Gradient Descent, Activations and Regularisation

Universal Approximation function

  • We don’t know the true function which generated the data. Neural networks training function are used to approximate the true function which generated the data. Training function is used to generate the predictions. Universal approximation theorem assert that neural networks can approximate the underlying functions to any precision.

KL Divergence

  • An exmaple of a loss function (in the context of neural networks). It quantifies the amount of information lost when the learned distribution is used to approximate the true distribution or the relative entropy of the true distribution with respect to the learned distribution

Important points

  • The landscape of the loss function is non-convex, it has local minima
  • Deep learning still lacks a solid theoretical foundation

Activation functions

Gradient Descent

  • Dont initialize with all zeros or all equal numbers. This will diminish the network’s ability to learn different features, since different nodes will output exactly the same numbers.

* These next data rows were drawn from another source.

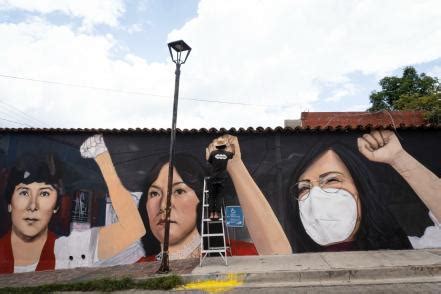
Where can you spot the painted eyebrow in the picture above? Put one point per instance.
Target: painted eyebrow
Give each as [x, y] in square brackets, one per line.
[22, 188]
[328, 173]
[48, 188]
[174, 184]
[323, 175]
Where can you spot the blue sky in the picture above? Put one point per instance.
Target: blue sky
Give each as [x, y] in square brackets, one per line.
[105, 63]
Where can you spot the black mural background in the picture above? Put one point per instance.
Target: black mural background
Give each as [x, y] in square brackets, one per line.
[270, 156]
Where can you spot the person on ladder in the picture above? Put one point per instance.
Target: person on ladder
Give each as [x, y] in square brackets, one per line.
[218, 160]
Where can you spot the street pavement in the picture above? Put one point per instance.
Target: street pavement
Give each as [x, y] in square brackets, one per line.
[401, 271]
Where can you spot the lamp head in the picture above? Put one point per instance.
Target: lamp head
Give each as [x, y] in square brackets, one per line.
[179, 51]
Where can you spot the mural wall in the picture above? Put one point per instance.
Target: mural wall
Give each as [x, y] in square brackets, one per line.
[76, 199]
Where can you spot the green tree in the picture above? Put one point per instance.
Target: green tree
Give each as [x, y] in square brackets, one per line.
[409, 92]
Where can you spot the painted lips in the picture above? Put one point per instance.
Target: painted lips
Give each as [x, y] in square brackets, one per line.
[162, 222]
[31, 220]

  • As neural networks are non-convex, how we initiate the w’s matters a lot. weights are sampled either from the uniform distribution over small intervals (Xavier Glorot initialization) or from Gaussian distribution with a preselected mean and variance (Kaiming He initialization)

  • The scale of the features affects the performance of the gradient descent. Very different scales of the input features change the shape of the bowl of the loss function, making minimization process harder. This means that the shape of the bowl of loss function is a long narrow valley. Gradient descent zigzags as it tries to locate the minimum and slowing down the convergence considerably.

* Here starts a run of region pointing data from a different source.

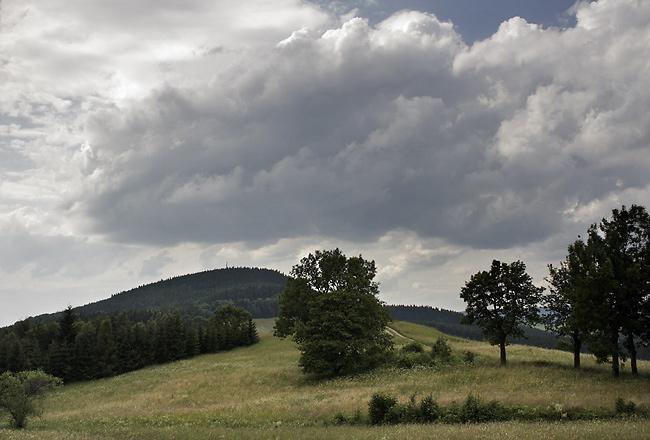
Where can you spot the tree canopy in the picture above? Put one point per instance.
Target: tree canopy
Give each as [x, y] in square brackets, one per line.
[331, 310]
[604, 287]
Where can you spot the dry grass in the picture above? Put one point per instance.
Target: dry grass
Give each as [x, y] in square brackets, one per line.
[259, 392]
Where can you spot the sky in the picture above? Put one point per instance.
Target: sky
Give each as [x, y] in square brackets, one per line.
[141, 140]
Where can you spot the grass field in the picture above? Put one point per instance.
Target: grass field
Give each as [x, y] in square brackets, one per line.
[259, 392]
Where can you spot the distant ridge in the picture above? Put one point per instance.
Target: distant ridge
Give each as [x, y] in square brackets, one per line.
[195, 295]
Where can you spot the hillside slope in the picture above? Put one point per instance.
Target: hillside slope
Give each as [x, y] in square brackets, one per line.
[196, 295]
[259, 392]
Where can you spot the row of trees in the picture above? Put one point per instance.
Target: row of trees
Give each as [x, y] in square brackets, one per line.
[110, 345]
[599, 295]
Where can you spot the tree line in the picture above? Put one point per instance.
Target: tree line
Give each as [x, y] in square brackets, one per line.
[599, 296]
[105, 346]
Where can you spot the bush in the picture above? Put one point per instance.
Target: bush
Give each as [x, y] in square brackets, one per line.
[379, 407]
[20, 393]
[429, 410]
[623, 407]
[441, 350]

  • Near the minima (local or global), flat regions or saddle points of the loss function, the gradient descent method crawls.

  • Stochastic gradient descent - the points hop a lot, as opposed to following a more consistent route toward the minimum.

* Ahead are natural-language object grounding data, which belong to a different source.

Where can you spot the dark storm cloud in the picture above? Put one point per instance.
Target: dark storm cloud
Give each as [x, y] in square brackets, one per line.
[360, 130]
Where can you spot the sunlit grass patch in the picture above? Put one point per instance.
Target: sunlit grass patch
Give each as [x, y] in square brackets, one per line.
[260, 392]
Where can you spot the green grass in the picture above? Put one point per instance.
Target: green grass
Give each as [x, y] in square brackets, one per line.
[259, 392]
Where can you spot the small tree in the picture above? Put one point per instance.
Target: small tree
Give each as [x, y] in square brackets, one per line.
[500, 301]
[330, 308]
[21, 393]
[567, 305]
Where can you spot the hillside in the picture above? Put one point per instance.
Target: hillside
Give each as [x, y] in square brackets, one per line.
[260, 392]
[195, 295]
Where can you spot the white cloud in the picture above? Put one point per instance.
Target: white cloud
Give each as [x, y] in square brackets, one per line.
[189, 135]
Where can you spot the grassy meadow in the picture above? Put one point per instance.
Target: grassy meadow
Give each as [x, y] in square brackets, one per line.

  • Loss functions like mean squared error, cross entropy and hinge loss are all convex but not nondecreasing (what is non descreasing???)

Regularization techniques

Dropout

  • Usually about twenty percent of the input layer’s nodes and about half of each of the hidden layers nodes are randomly dropped.

Early stopping

  • The error on the validation set start increasing after a decrease. This indicates the start of overfitting and we stop training.

Batch normalization

  • Normalize the inputs to each layer of the network. Inputs to each layer will have mean zero and variance one. Batch Normalization

Weight Decay (ridge, lasso and elasticnet)

  • Some regularization is always good
  • Ridge differentiation is more stable
  • If we need to select features than use lasso
  • Elasticnet is preferred over lasso as it might behave badly when features are greater than data instances or when several features are correlated.